A little less than 4 weeks until we meet our little kicker. As any mother knows, the last 4 weeks of pregnancy are rough. I've said before this pregnancy has presented challenges my first one didn't, but let’s just talk about this week, shall we?
First of all, every time I am driving I get a contraction. No I am not in labor, I just get contractions. Maybe its Braxton Hicks, maybe it isn't, the point is they suck, they happen when I'm driving and it is super frustrating!

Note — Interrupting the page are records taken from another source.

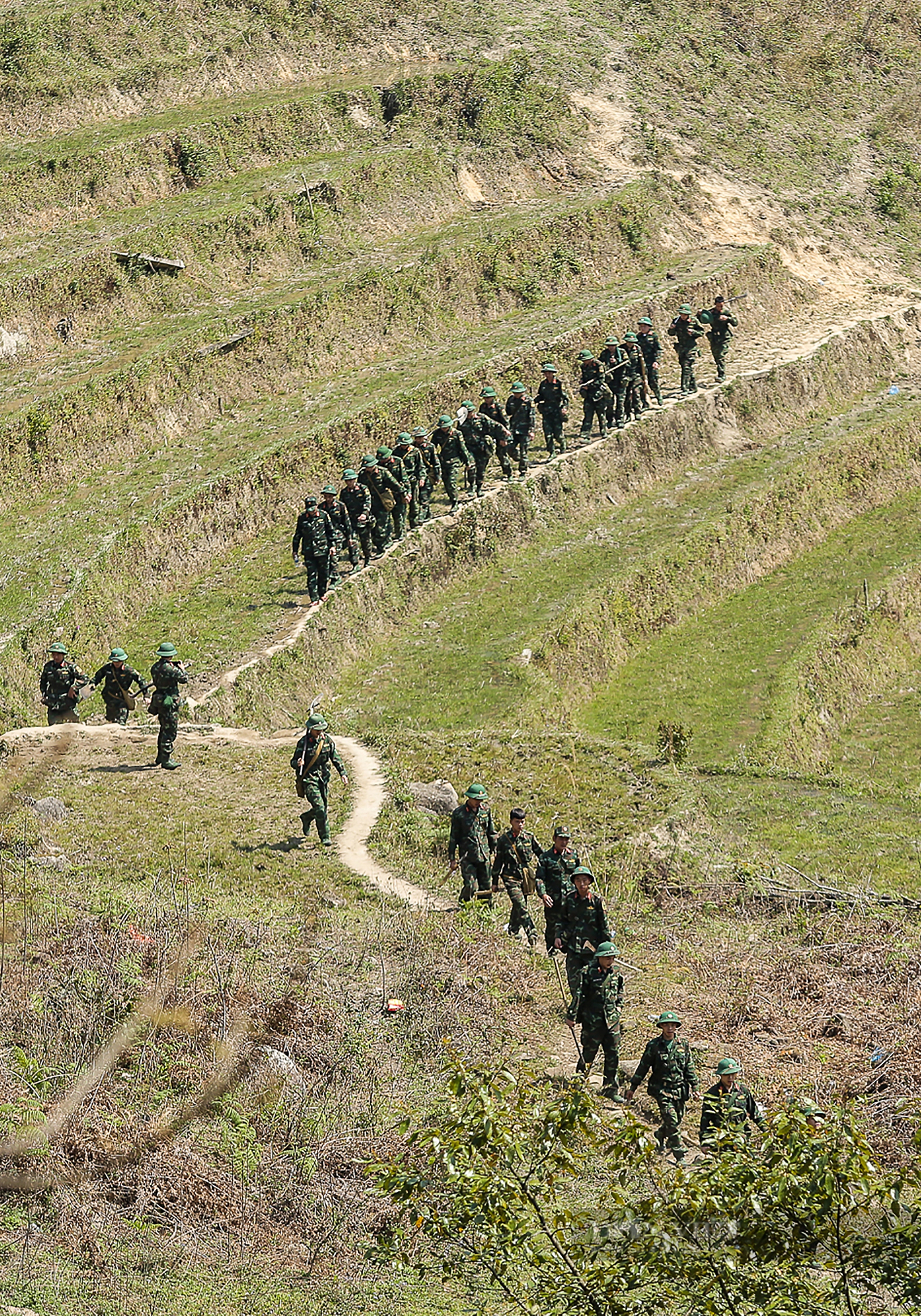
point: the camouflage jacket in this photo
(728, 1112)
(582, 920)
(670, 1068)
(599, 998)
(513, 855)
(473, 835)
(321, 768)
(60, 683)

Secondly, my feet are swollen. Like super-duper swollen. They look like chubby baby feet but larger. It doesn't matter what I do they remain swollen and I have no shoes to wear. Yay... :/
Then we have some really nice fall weather happening, “so the news says”, but to me it’s Hot! I am hot pretty much all the time but I have to suck it up because I can't open all the windows, as I have a toddler running around who doesn't like wearing socks!
Basically I could go on and on about how I can't sleep, how I am uncomfortable and how a bunch of weird things are happening in my body. I have gone this far in my pregnancy without complaining, but sometimes a girl just has to vent and receive some encouragement! (Feel free to leave some nice encouraging comments)

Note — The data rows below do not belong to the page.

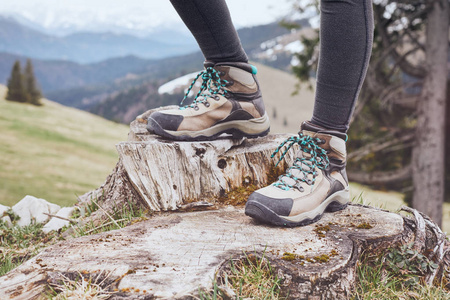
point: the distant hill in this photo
(53, 152)
(85, 47)
(119, 88)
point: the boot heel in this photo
(335, 206)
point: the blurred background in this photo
(101, 63)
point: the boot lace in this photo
(212, 86)
(303, 166)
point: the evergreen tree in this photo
(34, 94)
(16, 89)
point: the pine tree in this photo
(16, 88)
(34, 94)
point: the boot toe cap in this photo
(164, 121)
(280, 206)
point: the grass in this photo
(249, 278)
(18, 244)
(121, 217)
(377, 279)
(53, 152)
(79, 288)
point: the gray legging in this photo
(346, 36)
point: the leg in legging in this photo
(210, 23)
(346, 36)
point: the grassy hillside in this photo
(286, 111)
(53, 152)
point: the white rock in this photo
(7, 220)
(57, 223)
(3, 209)
(30, 208)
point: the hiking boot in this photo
(229, 101)
(315, 183)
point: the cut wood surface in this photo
(173, 255)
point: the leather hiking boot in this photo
(229, 101)
(315, 183)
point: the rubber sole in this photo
(264, 214)
(234, 128)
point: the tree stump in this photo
(168, 175)
(173, 255)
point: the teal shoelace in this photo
(305, 165)
(212, 86)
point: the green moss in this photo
(364, 226)
(323, 258)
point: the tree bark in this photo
(167, 175)
(428, 151)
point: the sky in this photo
(144, 15)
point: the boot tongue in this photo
(208, 64)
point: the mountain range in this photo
(120, 87)
(88, 47)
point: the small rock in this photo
(5, 218)
(30, 208)
(57, 223)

Finally last night I broke down. Why? Because I am pregnant and I don't need a reason. So there I was feeling silly because I was crying for no reason, and I started to think about how nice and supportive my church fam has been to me (in honor of thanksgiving), and guess what! I started crying even more. Weak sauce, I tell ya! When I was childless I prided myself in not showing any kind of "weakness", but becoming a mother has made me a fountain of emotion. AND I can't seem to turn it off, especially now. (Sigh)
So what makes a sane person (like me?) go through this experience over and over again? Well in about 3-ish weeks we will know because I will be holding the reason in my arms.